CHICAGO — The founders of the new organization "Black Girls Break Bread" want to "uplift, empower and inspire black women."

Jessica Davenport-Williams, 35, sister Jazzy Davenport, 28, and their friend Khadija Warfield, 35, created the organization to offer a safe space filled with sisterly love.

Their upcoming event is from 6-9 p.m. Dec. 10 at an undisclosed Chicago location. Once women register through Eventbrite, they will receive the address. Advance tickets are $5. Registration ends Thursday.

Davenport-Williams, of South Shore, said the three founders would always look forward to going on an annual women’s retreat because it allowed them the opportunity to unite and spend quality time together. Warfield, a Garfield Park native, suggested they create a similar event for all women.

Taking a chance, the women posted the event online in October to gauge the interest.

“We received a tremendous response, even nationally,” Davenport-Williams said.

Black Girls Break Bread will become a quarterly event that brings together black women from all walks of life. They will eat together and participate in an open discussion moderated by the organization's founders.

“The mission is to uplift, empower and inspire black women,” Davenport-Williams said, adding that the group will do that through creating a safe space for the women to meet.

She also said the organization aims to eradicate the myth that black women don't support one another.
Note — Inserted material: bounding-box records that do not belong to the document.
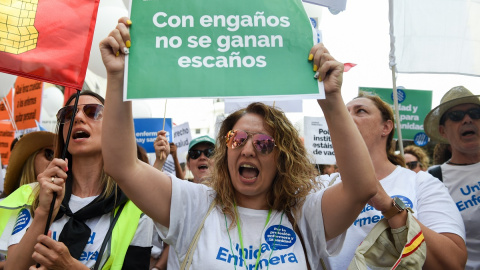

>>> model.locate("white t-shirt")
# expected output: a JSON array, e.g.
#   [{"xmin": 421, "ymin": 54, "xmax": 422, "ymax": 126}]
[
  {"xmin": 8, "ymin": 194, "xmax": 154, "ymax": 268},
  {"xmin": 327, "ymin": 166, "xmax": 465, "ymax": 270},
  {"xmin": 156, "ymin": 176, "xmax": 345, "ymax": 270},
  {"xmin": 441, "ymin": 163, "xmax": 480, "ymax": 270}
]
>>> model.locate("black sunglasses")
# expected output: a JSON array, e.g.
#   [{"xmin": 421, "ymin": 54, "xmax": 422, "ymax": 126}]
[
  {"xmin": 43, "ymin": 148, "xmax": 53, "ymax": 161},
  {"xmin": 188, "ymin": 148, "xmax": 214, "ymax": 159},
  {"xmin": 405, "ymin": 161, "xmax": 422, "ymax": 170},
  {"xmin": 446, "ymin": 108, "xmax": 480, "ymax": 122},
  {"xmin": 57, "ymin": 104, "xmax": 103, "ymax": 123}
]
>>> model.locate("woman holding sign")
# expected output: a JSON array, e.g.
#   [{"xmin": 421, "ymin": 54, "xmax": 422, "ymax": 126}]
[
  {"xmin": 5, "ymin": 91, "xmax": 153, "ymax": 269},
  {"xmin": 100, "ymin": 18, "xmax": 377, "ymax": 270},
  {"xmin": 325, "ymin": 93, "xmax": 467, "ymax": 269}
]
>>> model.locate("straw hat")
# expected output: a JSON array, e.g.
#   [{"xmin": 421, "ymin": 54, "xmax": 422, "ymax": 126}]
[
  {"xmin": 3, "ymin": 131, "xmax": 55, "ymax": 196},
  {"xmin": 423, "ymin": 86, "xmax": 480, "ymax": 143}
]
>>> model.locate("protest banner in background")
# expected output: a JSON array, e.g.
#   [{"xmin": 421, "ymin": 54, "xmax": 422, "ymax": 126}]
[
  {"xmin": 0, "ymin": 0, "xmax": 100, "ymax": 89},
  {"xmin": 133, "ymin": 118, "xmax": 173, "ymax": 153},
  {"xmin": 13, "ymin": 77, "xmax": 44, "ymax": 129},
  {"xmin": 0, "ymin": 88, "xmax": 13, "ymax": 120},
  {"xmin": 359, "ymin": 87, "xmax": 432, "ymax": 140},
  {"xmin": 224, "ymin": 98, "xmax": 303, "ymax": 114},
  {"xmin": 0, "ymin": 121, "xmax": 15, "ymax": 165},
  {"xmin": 304, "ymin": 116, "xmax": 336, "ymax": 164},
  {"xmin": 124, "ymin": 0, "xmax": 325, "ymax": 99},
  {"xmin": 163, "ymin": 122, "xmax": 192, "ymax": 174},
  {"xmin": 173, "ymin": 122, "xmax": 192, "ymax": 163}
]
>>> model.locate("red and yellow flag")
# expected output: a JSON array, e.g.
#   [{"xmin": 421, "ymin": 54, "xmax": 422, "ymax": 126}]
[{"xmin": 0, "ymin": 0, "xmax": 99, "ymax": 89}]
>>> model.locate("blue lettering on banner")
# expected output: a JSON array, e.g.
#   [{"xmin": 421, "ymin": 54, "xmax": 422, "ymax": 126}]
[
  {"xmin": 265, "ymin": 225, "xmax": 297, "ymax": 250},
  {"xmin": 12, "ymin": 208, "xmax": 32, "ymax": 235},
  {"xmin": 413, "ymin": 132, "xmax": 428, "ymax": 146},
  {"xmin": 87, "ymin": 232, "xmax": 96, "ymax": 245},
  {"xmin": 360, "ymin": 203, "xmax": 375, "ymax": 213},
  {"xmin": 456, "ymin": 194, "xmax": 480, "ymax": 212},
  {"xmin": 216, "ymin": 245, "xmax": 298, "ymax": 269},
  {"xmin": 78, "ymin": 251, "xmax": 98, "ymax": 262}
]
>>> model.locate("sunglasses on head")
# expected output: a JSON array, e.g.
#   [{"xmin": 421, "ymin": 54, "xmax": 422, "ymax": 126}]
[
  {"xmin": 225, "ymin": 129, "xmax": 275, "ymax": 155},
  {"xmin": 57, "ymin": 104, "xmax": 103, "ymax": 123},
  {"xmin": 446, "ymin": 108, "xmax": 480, "ymax": 122},
  {"xmin": 188, "ymin": 148, "xmax": 214, "ymax": 159},
  {"xmin": 405, "ymin": 161, "xmax": 422, "ymax": 170},
  {"xmin": 43, "ymin": 148, "xmax": 53, "ymax": 161}
]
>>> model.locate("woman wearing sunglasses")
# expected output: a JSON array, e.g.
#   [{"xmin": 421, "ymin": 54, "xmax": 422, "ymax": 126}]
[
  {"xmin": 322, "ymin": 93, "xmax": 467, "ymax": 269},
  {"xmin": 7, "ymin": 91, "xmax": 153, "ymax": 269},
  {"xmin": 100, "ymin": 18, "xmax": 377, "ymax": 270}
]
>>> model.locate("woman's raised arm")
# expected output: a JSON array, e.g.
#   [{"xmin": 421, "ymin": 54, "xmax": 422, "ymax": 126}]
[
  {"xmin": 309, "ymin": 43, "xmax": 378, "ymax": 240},
  {"xmin": 100, "ymin": 17, "xmax": 172, "ymax": 227}
]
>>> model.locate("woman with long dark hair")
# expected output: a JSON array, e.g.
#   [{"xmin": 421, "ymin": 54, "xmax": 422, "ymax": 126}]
[
  {"xmin": 100, "ymin": 18, "xmax": 377, "ymax": 270},
  {"xmin": 7, "ymin": 91, "xmax": 153, "ymax": 269}
]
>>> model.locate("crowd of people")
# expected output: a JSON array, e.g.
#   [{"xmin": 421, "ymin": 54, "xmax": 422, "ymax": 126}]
[{"xmin": 0, "ymin": 15, "xmax": 480, "ymax": 270}]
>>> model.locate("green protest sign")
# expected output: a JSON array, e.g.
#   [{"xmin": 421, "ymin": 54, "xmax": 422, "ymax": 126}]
[
  {"xmin": 125, "ymin": 0, "xmax": 324, "ymax": 99},
  {"xmin": 359, "ymin": 87, "xmax": 432, "ymax": 140}
]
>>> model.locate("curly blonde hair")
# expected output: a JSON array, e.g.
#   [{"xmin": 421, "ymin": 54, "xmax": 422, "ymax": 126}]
[{"xmin": 204, "ymin": 102, "xmax": 318, "ymax": 227}]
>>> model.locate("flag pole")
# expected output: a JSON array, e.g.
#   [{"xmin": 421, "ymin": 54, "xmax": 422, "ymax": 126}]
[
  {"xmin": 37, "ymin": 89, "xmax": 81, "ymax": 268},
  {"xmin": 392, "ymin": 65, "xmax": 404, "ymax": 156}
]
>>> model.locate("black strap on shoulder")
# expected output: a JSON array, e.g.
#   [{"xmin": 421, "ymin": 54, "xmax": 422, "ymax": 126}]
[
  {"xmin": 93, "ymin": 202, "xmax": 126, "ymax": 270},
  {"xmin": 428, "ymin": 165, "xmax": 443, "ymax": 182},
  {"xmin": 286, "ymin": 212, "xmax": 312, "ymax": 270}
]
"We can work together and we do support each other," Davenport-Williams said.

Black Girls Break Bread committed to using venue owned by black women, plus black women chefs, graphic designers and other professionals.

The black woman experience can be challenging, said Davenport, adding that black women oftentimes carry a lot on their shoulders and have few opportunities to release the pain, hurt and stress

“The goal is to help women be liberated because we go through so much in this country,” she said. “We want to create a judge-free space and create a tight knit community.”

Davenport-Williams said a lot of black women play a lot of roles in life — mother, sister, wife, etc. Because they’re being strong for others, they tend to hide their own feelings.

“We have to always keep this face on,” she said.

The women said anyone who registers for the event is strongly encouraged to bring another woman.

“My hope and prayer is that when women come, they can be themselves and put their titles to the side,” Warfield said. “We want for them to come and receive encouragement, a hug, and leave feeling liberated.”